The source of the bacterial contamination of the platelets isn’t clear. An analysis by the Centers for Disease Control and Prevention found that the bacteria were closely related, and the contamination might be from a common source. An investigation is underway.
Sepsis, a medical emergency, occurs when an existing infection triggers an extreme response and chain reaction throughout the body, possibly leading to tissue damage, organ failure and death.
‘Our blood supply is very safe’
The contaminants found in the platelet transfusions that caused sepsis were Acinetobacter calcoaceticus-baumannii complex (ACBC) and Staphylococcus saprophyticus, both typical causes of health care-associated infections, the CDC reported. Taking samples from each patient, the CDC analyzed the bacterial DNA and discovered close relationships, which suggest a common source of contamination.
All of the collection sets used with the apheresis machines came from the same manufacturer, while two of three sets were traced to the same lot, the CDC reported without disclosing the name of the manufacturer. The investigation has not identified the contamination source.
Adalja, who was not involved in the CDC investigation, explained that “blood products are a good medium for infectious diseases” because they are added to a patient’s bloodstream. And platelets are the most likely blood product to cause an infection; they are stored at room temperature, allowing any potential contaminating pathogens to proliferate.

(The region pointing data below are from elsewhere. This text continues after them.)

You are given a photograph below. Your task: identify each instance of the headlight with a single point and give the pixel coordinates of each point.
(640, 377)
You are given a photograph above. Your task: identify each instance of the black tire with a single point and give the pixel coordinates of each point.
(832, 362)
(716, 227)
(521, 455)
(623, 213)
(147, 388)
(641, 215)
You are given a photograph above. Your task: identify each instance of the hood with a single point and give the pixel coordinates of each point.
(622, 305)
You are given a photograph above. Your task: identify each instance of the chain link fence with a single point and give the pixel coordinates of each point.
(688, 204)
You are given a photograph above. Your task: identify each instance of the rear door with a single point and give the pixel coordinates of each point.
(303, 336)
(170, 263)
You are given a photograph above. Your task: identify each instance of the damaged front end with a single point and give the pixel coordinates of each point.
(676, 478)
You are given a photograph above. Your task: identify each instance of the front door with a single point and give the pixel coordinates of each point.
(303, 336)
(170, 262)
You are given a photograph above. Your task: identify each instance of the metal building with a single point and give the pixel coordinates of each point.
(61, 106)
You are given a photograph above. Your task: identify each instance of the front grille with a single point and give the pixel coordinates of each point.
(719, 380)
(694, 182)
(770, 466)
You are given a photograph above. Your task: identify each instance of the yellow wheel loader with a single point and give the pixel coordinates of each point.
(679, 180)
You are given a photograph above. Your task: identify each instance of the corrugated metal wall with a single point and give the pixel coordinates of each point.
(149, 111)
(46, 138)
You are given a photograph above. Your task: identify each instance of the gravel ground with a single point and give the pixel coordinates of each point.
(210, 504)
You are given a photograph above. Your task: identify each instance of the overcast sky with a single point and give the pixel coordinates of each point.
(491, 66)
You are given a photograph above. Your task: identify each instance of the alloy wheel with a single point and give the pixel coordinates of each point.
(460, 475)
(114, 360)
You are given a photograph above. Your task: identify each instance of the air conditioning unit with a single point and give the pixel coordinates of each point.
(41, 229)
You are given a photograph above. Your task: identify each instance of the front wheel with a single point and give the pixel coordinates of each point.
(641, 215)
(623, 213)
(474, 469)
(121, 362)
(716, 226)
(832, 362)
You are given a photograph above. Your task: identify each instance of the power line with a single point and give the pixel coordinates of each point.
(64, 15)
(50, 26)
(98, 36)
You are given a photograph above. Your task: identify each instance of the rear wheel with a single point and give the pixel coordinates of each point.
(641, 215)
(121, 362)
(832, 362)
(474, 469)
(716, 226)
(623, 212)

“There is always going to be a risk of infection with blood products,” Adalja said. Still, patients going into a hospital should know that the risk is “the lowest it has been historically. Modern technologies and modern screening procedures have gone a long way to minimizing those risks,” he said. “When the investigation is complete, corrective steps will be put into place.”
Four cases of sepsis
The California patient, a male with acute lymphoblastic leukemia, began shivering within minutes of completing a platelet transfusion. Two hours later, he was running a fever and had low blood pressure. He recovered fully after being transferred to the intensive care unit for management of septic shock. A culture of what remained in the platelet bag grew both ACBC and Staph. The contamination was traced to a single donation collected five days earlier in California.
The Utah patient, a male with cirrhosis who required a platelet transfusion before a procedure, complained of chills an hour after his transfusion began. Two hours later, he was feverish, his blood pressure low and his breathing quick. Two days later, he had died of septic shock. Samples obtained from platelet agitators at the manufacturing facility and the hospital yielded ACBC isolates. The platelets had been collected in Utah.
The Connecticut patients, two males with acute myeloid leukemia, each received a platelet unit made from the same apheresis donation, collected in Massachusetts. Within two hours of transfusion, both patients became feverish, and their blood pressure dropped. Both recovered after being transferred to intensive care. ACBC and Staph were isolated from the remaining platelets in both bags.
Health care providers should monitor patients for sepsis when transfusing platelets, the CDC advised. Recognizing an unusual patient reaction and reporting it to the platelet supplier and blood supply system administrators is crucial to prevent sepsis associated with contaminated platelets.